Menu Flyout

Free speech icon Mary Beth Tinker set to visit Doane

Mary Beth Tinker, the plaintiff in the landmark First Amendment Supreme Court Case Tinker vs. Des Moines Independent School District (1969), will visit Doane College’s School of Arts and Sciences on April 15 as part of her Tinker Tour, a project sponsored by the Student Press Law Center (SPLC).

Joined by Mike Hiestand, a First Amendment lawyer, she will speak at 7 p.m. in the Chab Weyers and Hixson Lied Art and Education Building on the Crete campus. Her speech will be held in AE 236-240 and is open to the public at no charge.

David Swartzlander, assistant journalism professor, urges the college community as well as middle and high school students in the area to attend.

“Free student expression affects everyone at Doane College and it would benefit students to know that they can affect change by standing up for what they believe is right, without resorting to violence. It shows the power of peaceful change,” Swartzlander said. “I hope the community – especially middle and high school students, teachers, administrators and parents – also would be interested (in attending).”

In 1965, at age 13, Tinker and a group of fellow students, including her older brother, were inspired by an anti-war rally in Washington.
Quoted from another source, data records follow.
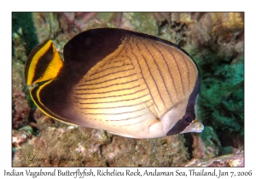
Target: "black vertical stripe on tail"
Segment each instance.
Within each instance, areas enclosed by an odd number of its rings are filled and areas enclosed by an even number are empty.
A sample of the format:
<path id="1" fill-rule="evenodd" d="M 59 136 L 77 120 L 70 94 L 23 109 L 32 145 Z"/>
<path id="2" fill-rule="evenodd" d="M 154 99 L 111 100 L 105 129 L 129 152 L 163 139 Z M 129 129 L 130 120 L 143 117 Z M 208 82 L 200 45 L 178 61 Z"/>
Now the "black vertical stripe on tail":
<path id="1" fill-rule="evenodd" d="M 50 61 L 53 60 L 54 56 L 54 50 L 53 46 L 50 47 L 45 51 L 44 54 L 40 56 L 38 59 L 38 62 L 36 64 L 35 67 L 35 74 L 32 78 L 32 81 L 36 81 L 41 77 L 44 76 L 48 66 L 49 65 Z"/>

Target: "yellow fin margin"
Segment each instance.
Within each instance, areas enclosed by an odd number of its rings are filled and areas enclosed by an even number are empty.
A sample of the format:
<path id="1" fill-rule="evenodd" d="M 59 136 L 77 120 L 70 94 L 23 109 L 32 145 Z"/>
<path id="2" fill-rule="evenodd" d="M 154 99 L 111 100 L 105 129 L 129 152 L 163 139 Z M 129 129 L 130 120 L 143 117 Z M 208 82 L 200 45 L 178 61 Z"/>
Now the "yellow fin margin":
<path id="1" fill-rule="evenodd" d="M 36 48 L 27 63 L 27 85 L 56 78 L 64 65 L 52 40 L 45 41 Z"/>

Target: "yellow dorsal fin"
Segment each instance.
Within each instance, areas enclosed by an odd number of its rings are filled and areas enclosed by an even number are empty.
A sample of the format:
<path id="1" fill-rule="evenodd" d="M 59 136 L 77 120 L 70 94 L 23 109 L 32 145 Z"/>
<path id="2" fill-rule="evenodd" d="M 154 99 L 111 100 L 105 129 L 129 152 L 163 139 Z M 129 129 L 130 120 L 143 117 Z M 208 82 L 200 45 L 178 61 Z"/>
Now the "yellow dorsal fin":
<path id="1" fill-rule="evenodd" d="M 25 68 L 26 84 L 56 78 L 63 65 L 52 40 L 44 42 L 28 57 Z"/>

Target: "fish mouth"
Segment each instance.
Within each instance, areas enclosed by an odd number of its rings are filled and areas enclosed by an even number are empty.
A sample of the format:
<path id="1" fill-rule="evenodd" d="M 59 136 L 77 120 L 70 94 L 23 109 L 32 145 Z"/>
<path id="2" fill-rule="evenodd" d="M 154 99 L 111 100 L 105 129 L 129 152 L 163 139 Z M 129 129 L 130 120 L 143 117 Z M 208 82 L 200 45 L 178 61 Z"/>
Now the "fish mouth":
<path id="1" fill-rule="evenodd" d="M 204 125 L 197 119 L 195 119 L 190 125 L 189 125 L 183 132 L 183 133 L 188 133 L 188 132 L 196 132 L 201 133 L 204 130 Z"/>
They wore black armbands to school to mourn soldiers killed in the Vietnam War while also supporting Robert F. Kennedy’s push for a Christmas truce in the war. They were taken out of class and suspended.
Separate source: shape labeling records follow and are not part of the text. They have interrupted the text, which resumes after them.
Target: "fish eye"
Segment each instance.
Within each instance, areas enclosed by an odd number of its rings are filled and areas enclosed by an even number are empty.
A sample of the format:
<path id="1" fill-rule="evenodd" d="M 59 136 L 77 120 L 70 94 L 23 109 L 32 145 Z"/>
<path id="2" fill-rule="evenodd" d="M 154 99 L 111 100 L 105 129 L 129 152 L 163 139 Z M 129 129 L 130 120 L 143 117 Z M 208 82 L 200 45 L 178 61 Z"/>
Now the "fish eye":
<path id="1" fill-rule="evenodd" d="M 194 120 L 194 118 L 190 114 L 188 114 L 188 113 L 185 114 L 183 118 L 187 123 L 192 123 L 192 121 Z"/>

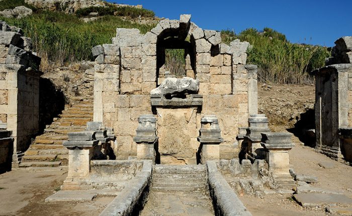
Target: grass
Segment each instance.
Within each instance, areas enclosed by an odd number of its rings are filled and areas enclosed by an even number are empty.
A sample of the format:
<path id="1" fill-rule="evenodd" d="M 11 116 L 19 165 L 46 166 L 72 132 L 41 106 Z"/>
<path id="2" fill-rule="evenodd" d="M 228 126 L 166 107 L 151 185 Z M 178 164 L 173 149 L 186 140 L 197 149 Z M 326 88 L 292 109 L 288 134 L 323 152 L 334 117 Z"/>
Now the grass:
<path id="1" fill-rule="evenodd" d="M 261 32 L 248 29 L 238 35 L 223 31 L 222 37 L 227 44 L 235 39 L 249 42 L 247 63 L 258 65 L 258 79 L 263 82 L 312 84 L 314 77 L 308 72 L 323 66 L 330 56 L 325 47 L 291 43 L 284 35 L 268 28 Z"/>
<path id="2" fill-rule="evenodd" d="M 111 43 L 117 28 L 137 28 L 144 34 L 154 27 L 110 15 L 84 23 L 75 15 L 50 11 L 40 11 L 19 20 L 0 17 L 0 20 L 22 28 L 25 36 L 32 39 L 34 51 L 42 57 L 44 70 L 52 63 L 63 65 L 93 60 L 91 49 Z"/>
<path id="3" fill-rule="evenodd" d="M 25 6 L 32 9 L 33 11 L 37 10 L 35 7 L 25 3 L 25 0 L 4 0 L 0 4 L 0 11 L 7 9 L 13 9 L 19 6 Z"/>

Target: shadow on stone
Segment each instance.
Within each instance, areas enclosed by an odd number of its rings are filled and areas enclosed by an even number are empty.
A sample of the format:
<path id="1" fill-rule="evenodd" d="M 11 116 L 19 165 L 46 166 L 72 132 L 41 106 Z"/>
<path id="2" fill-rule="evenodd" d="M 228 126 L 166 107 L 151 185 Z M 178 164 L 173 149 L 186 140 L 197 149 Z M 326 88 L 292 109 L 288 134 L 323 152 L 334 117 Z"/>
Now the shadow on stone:
<path id="1" fill-rule="evenodd" d="M 51 81 L 40 78 L 39 81 L 39 133 L 45 126 L 53 122 L 65 109 L 65 98 L 62 91 L 57 88 Z"/>
<path id="2" fill-rule="evenodd" d="M 314 110 L 309 109 L 301 113 L 294 128 L 286 129 L 293 133 L 306 146 L 315 147 L 315 115 Z"/>

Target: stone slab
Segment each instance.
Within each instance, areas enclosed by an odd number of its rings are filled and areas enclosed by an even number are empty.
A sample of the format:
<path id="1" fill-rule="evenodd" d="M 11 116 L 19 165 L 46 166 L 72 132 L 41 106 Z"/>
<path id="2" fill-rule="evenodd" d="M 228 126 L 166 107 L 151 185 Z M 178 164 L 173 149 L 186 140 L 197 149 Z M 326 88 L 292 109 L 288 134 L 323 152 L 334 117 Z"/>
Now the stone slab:
<path id="1" fill-rule="evenodd" d="M 342 194 L 300 193 L 294 195 L 293 197 L 304 207 L 331 204 L 352 204 L 352 199 Z"/>
<path id="2" fill-rule="evenodd" d="M 46 202 L 92 201 L 98 194 L 89 190 L 60 190 L 45 199 Z"/>
<path id="3" fill-rule="evenodd" d="M 333 193 L 335 194 L 341 194 L 342 193 L 340 191 L 333 191 L 332 190 L 325 190 L 318 187 L 311 187 L 310 186 L 299 186 L 295 188 L 297 193 L 306 193 L 310 192 L 320 193 Z"/>
<path id="4" fill-rule="evenodd" d="M 307 183 L 317 183 L 318 178 L 315 176 L 305 174 L 297 174 L 296 175 L 296 180 L 305 181 Z"/>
During the next four years, Tinker, her family and her friends fought for free speech. They endured and persevered through intense school board meetings, death threats and two lower federal court cases before reaching the United States Supreme Court. On Feb. 24, 1969, the Supreme Court ruled in their favor, part of which said, “It can hardly be argued that either students or teachers shed their constitutional rights to freedom of speech or expression at the schoolhouse gate.”

Tinker went on to have a career in nursing but has always remained a free speech icon. The Tinker Tour started last fall and made 58 stops, reaching more than 20,000 students and teachers while traveling more than 15,000 miles up and down the East Coast. This spring, the tour is traveling the western half of the country.

David Swartzlander, who is also the past president of the College Media Association (a nationwide organization), met Tinker at a national convention in New Orleans. With that connection and the help of student worker Alisha Forbes ’14, Swartzlander coordinated bringing the Tinker Tour to Doane.

Tinker will join Doane journalism and media faculty and students for dinner at 5 p.m. in Perry Memorial Campus Center’s Trobough Dining Room. Before her evening engagements, Tinker is slated to meet with a class at 2:30 p.m. and Doane Student Media at 4 p.m. in Gaylord Hall.